Breaking it down even further:

Aristotle characterizes psyche as the first actuality (entelecheia) of a natural body capable of sustaining life (soma phusikon metechon zoes), that is, an organism composed of organs. It expresses the living thing’s defining essence (ousia), its ‘cause’ (aition), principle (arche) and goal or end-state (telos). In the common English phrase, the psyche is ‘the life and soul’ of an organism. (Paul S. MacDonald, History of the Concept of Mind Vol One, pg. 65)

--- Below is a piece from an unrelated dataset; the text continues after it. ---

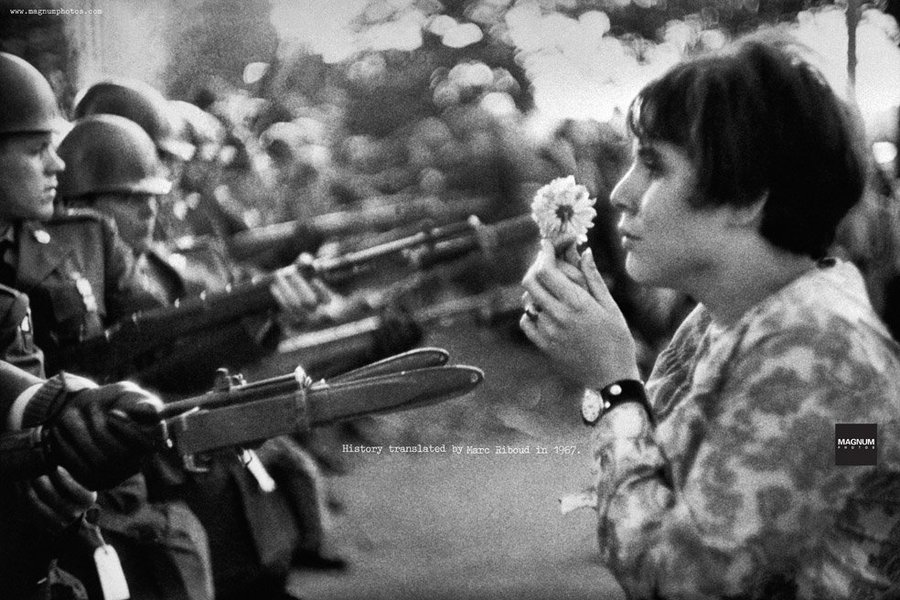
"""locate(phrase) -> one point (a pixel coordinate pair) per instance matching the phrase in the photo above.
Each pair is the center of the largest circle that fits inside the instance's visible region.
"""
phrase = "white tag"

Aristotle’s crowning work, De Anima (On the Soul), utilizes philosophic categories of Form & Substance (Matter) that labels all entities as material substances that have been arranged through their Intelligible Forms. “The form is the intimate inward structure, the absolute ‘thingness’ of the thing.” Kant’s “thing-in-itself” would feel right at home here. Henceforth, all phenomena are “elements of possibilities—or the “changeableness of things.” Whereas, Form is Stable, Immovable, and permanent.  Hence, soul is the “Principle of Actuality” which makes a thing “livable”.  The first actuality of a material body. Therefore, Aristotle determined that the soul is fundamentally the principle that bestows life upon a body capable of existence. Soul and body are for him somehow one, the soul giving unity to the substantial gross matter, thus enabling the living being to participate in its various functions. As he puts it, “The soul is the form of the body and the body the matter of the soul (DA II I, 412aI9–20).”